Première Saoudienne à réussir l'ascension de l'Everest, Raha Mouharraq appelle les femmes de son pays, qui ne peuvent toujours pas conduire ou pratiquer librement des sports, à croire en elles mêmes.

La jeune fille et ses trois compagnons -un Qatari, un Palestinien et un Iranien- ont reçu un accueil triomphal à leur arrivée dimanche soir à l'aéroport de Charjah, aux Émirats arabes unis.

«C'était une expérience incroyable», a déclaré à l'AFP Raha Mouharraq, portant une abaya noire lui couvrant la tête.

«Je suis la première Saoudienne mais j'espère que je ne serai pas la dernière», à réussir cet exploit, a ajouté cette jolie brunette au large sourire. «Je crois que notre action va pousser les Saoudiennes à croire en leurs possibilités et à se lancer des défis».

Raha Mouharraq et ses compagnons sont parvenus le 18 mai au toit du monde, qui culmine à 8848 m.

Les quatre membres de l'équipe, tous diplômés de l'Université américaine de Charjah, ont effectué cette ascension pour rassembler des fonds destinés à aider à l'éducation des enfants du Népal.

«Nous avons réussi à collecter un million de dollars», a annoncé le Qatari, cheikh Mohammed ben Abdallah Al-Thani.

Partie le 3 avril de Jeddah, sa ville natale dans l'ouest du royaume saoudien, la jeune fille, âgée de 25 ans, avait déjà subi un entraînement rigoureux pendant un an et demi.

Avec l'ascension de l'Everest, elle a indiqué avoir réalisé son ambition de grimper sur les neuf sommets les plus hauts du monde, en Europe, en Afrique, en Amérique du sud et en Antarctique.

Mais elle a dû d'abord convaincre sa famille de la laisser partir à l'assaut de l'Everest, devenant ainsi la plus jeune arabe à le faire.

Dans une société extrêmement conservatrice, ses parents ont dû faire face à l'opposition de «plusieurs membres de la famille et des gens en Arabie saoudite en général», dit-elle.

«Je n'ai rien fait qui aille à l'encontre de ma culture et de ma religion», a assuré Raha Mouharraq.

L'Arabie saoudite suit une version extrêmement rigoriste de l'islam et les femmes ne sont pas autorisées à conduire ou à voyager sans la compagnie d'un proche.

Mais le roi Abdallah, un prudent réformateur, a nommé en janvier 30 femmes au Conseil de la Choura, une instance consultative, et autorisé les femmes à voter lors des prochaines élections municipales en 2015.

Le sport féminin est quasi-inexistant dans le royaume et les autorités viennent à peine d'autoriser sa pratique uniquement dans les écoles privées de jeunes filles.

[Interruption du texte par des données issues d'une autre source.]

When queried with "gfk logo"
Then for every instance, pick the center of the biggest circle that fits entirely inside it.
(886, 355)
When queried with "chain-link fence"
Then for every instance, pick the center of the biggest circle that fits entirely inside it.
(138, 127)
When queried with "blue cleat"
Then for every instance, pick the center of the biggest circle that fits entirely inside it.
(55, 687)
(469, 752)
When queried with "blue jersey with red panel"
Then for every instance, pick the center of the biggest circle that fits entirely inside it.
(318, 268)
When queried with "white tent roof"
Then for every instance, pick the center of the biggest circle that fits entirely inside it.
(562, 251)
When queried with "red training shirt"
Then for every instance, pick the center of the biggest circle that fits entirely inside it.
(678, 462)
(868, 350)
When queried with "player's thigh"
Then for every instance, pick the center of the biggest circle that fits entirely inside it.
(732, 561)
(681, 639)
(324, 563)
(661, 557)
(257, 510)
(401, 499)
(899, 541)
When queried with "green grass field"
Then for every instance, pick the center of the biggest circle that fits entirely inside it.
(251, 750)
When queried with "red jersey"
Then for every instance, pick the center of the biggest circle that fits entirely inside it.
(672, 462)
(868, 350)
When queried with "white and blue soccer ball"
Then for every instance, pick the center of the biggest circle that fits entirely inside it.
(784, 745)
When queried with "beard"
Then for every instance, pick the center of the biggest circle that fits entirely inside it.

Sous la pression des instances sportives internationales, le royaume avait envoyé deux athlètes femmes aux Jeux olympiques de Londres de l'été 2012.

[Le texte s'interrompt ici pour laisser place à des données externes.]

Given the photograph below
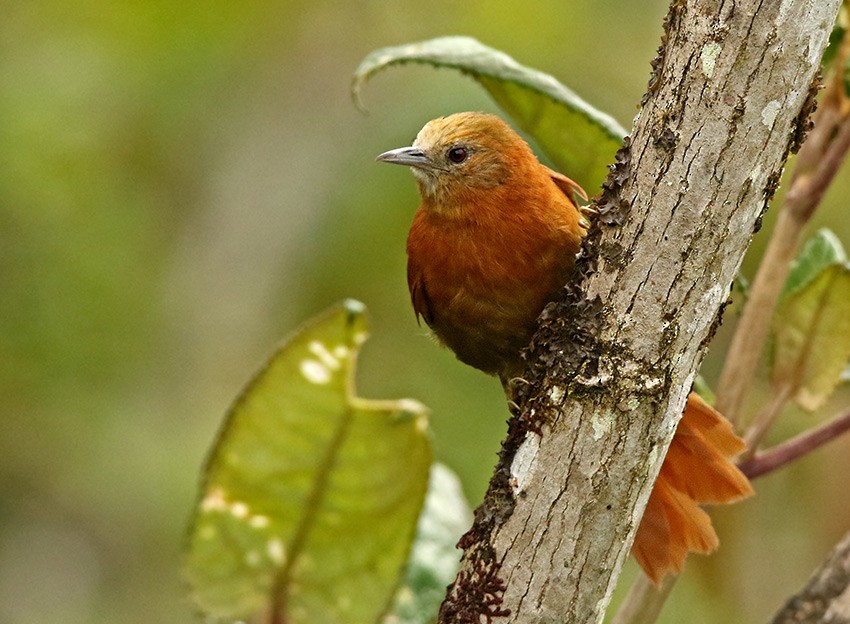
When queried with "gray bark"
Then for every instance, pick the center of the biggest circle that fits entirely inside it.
(826, 597)
(612, 364)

L'attaché culturel de l'ambassade saoudienne aux Émirats, Abdel Mohsen al-Harthi, se trouvait dimanche à l'aéroport pour accueillir sa compatriote.

«C'est un message pour les hommes avant les femmes d'Arabie saoudite, disant qu'une fille de ce pays est parvenue au sommet et est parfaitement capable de réaliser ce que font les hommes», a-t-il dit.

Comme beaucoup de femmes saoudiennes, Raha espère qu'elle pourra un jour prendre le volant dans son pays.

«Mais si c'est trop difficile à réaliser, il y a beaucoup d'autres choses importantes sans lesquelles nous pouvons exceller».

Son camarade palestinien, Raed Zeidan, a profité de l'ascension de l'Everest pour délivrer un message politique.

«Nous avons passé beaucoup de temps sur la montagne, nous avons rencontré des alpinistes du monde entier et je leur ai parlé de la cause palestinienne et de nos prisonniers dans les geôles de l'occupation israélienne», a-t-il dit aux journalistes.

Zeidan est le deuxième Palestinien à effectuer l'ascension de l'Everest après une femme, Suzanne al-Houby, qui a réalisé cet exploit en 2011, devenant ainsi la première arabe à parvenir sur le toit du monde.

Quant à cheikh Mohammed ben Abdallah Al-Thani, un jeune membre de la famille régnante du Qatar, il est le premier ressortissant de ce petit pays à parvenir au sommet de l'Everest.